The Truth About the Recent PA Supreme Court Ruling

0 February 1, 2011  State & Local Construction, Uncategorized

The Pennsylvania Supreme Count issued a preliminary ruling on the Hawbaker, et al. v. Commonwealth of Pennsylvania Department of General Services, et al.

Several uninformed media outlets have indicated that this ruling is an endorsement of PLAs.  This is not accurate.

This case stems from former Pennsylvania Gov. Ed Rendell administration’s effort to force PLA requirements on several large state correctional institution projects in 2009.  We’ve followed this issue at length on this blog.

Here is the truth, from a press release issued by all four chapters of Associated Builders and Contractors in Pennsylvania.



A recent ruling by the Pennsylvania Supreme Court has resulted in confusion in the construction industry regarding the legality of Project Labor Agreements in Pennsylvania. On January 18, 2011, the Pennsylvania Supreme Court issued brief Order which affirmed a prior single judge decision issued by Judge Pellegrini of the Commonwealth Court on December 1, 2009 in the case of Hawbaker, et al. v. Commonwealth of Pennsylvania Department of General Services, et al. However, the Supreme Court’s ruling was issued in the extremely narrow context of upholding the denial of a request for a preliminary injunction, and was issued “per curiam” (without an opinion) and thus it has no precedential value, i.e., is not binding on any court.

The original lawsuit was filed in 2009 by numerous contractors, employees of contractors, and various Pennsylvania Chapters of Associated Builders and Contractors, Inc. (“Petitioners”) to challenge the legality of the procurement process being used by DGS for various prison projects in Pennsylvania. Among the arguments raised by Petitioners was that the procurement process for many of the projects was illegal because it imposed a Project Labor Agreement (“PLA”) on the contractors for the projects. Ultimately, after DGS agreed not to impose PLAs on two of the prison projects, DGS attempted to impose a PLA on the project at SCI Graterford.

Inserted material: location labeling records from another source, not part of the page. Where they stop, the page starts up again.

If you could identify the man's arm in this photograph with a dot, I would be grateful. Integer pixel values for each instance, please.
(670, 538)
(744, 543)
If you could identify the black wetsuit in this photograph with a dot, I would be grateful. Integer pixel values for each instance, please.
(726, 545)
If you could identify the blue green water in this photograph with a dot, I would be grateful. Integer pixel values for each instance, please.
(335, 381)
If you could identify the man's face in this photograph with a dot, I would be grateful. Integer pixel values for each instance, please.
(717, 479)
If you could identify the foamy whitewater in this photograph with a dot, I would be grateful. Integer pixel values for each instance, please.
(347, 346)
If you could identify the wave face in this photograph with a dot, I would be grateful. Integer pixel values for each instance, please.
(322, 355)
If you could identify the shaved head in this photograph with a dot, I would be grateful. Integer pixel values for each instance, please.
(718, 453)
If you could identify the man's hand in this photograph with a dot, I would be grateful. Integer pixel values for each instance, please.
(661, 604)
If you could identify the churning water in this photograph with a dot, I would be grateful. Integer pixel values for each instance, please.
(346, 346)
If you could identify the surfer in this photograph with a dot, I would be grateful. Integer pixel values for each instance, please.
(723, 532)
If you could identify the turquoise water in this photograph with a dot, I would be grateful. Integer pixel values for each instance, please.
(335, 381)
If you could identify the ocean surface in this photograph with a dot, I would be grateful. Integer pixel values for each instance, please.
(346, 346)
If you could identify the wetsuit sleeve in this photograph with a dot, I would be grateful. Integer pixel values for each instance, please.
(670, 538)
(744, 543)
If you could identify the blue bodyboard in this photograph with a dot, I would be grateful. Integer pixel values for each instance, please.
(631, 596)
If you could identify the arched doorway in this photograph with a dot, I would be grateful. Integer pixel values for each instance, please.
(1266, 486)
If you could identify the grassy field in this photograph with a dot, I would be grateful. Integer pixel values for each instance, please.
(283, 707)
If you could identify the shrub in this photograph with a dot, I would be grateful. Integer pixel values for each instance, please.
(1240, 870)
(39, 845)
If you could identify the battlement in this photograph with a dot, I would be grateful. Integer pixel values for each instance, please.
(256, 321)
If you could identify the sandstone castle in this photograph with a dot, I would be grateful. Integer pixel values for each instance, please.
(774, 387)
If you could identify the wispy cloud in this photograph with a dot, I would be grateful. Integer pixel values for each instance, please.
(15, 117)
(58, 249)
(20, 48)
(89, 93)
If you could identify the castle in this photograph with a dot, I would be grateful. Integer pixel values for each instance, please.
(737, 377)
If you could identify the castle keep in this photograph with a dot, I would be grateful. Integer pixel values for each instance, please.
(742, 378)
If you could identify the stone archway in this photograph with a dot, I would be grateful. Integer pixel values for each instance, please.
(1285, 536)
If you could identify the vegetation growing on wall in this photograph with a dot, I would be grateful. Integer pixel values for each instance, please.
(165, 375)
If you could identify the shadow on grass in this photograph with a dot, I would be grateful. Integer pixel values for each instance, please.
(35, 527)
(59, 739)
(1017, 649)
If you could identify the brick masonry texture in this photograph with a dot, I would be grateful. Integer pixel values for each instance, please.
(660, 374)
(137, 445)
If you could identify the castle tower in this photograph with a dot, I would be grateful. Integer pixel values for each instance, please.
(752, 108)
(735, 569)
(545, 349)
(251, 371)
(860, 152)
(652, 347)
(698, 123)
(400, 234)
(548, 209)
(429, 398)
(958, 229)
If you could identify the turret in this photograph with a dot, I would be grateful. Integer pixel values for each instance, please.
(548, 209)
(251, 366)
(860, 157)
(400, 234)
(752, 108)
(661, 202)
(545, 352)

Petitioners sought to preliminarily enjoin the bid process for that project, and also sought a permanent injunction with respect to the use of PLAs generally on public projects in Pennsylvania. Petitioners’ primary argument is that PLAs violate Pennsylvania’s competitive bid laws. In denying Petitioners’ request for a preliminary injunction in December 2009, Judge Pellegrini opined that he could not, as a single judge, rule that all PLAs were illegal or legal, and thus was constrained to deny the injunction. Significantly, one of the primary grounds on which Judge Pelligrini denied the preliminary injunction was due to his belief greater harm would result in the delay of a $400 million prison project which DGS argued was necessary to help address prison overcrowding, than would result if an arguably illegal bid process was permitted to proceed. As an opinion authored by a single judge, the Commonwealth Court decision is likewise not binding on any other courts.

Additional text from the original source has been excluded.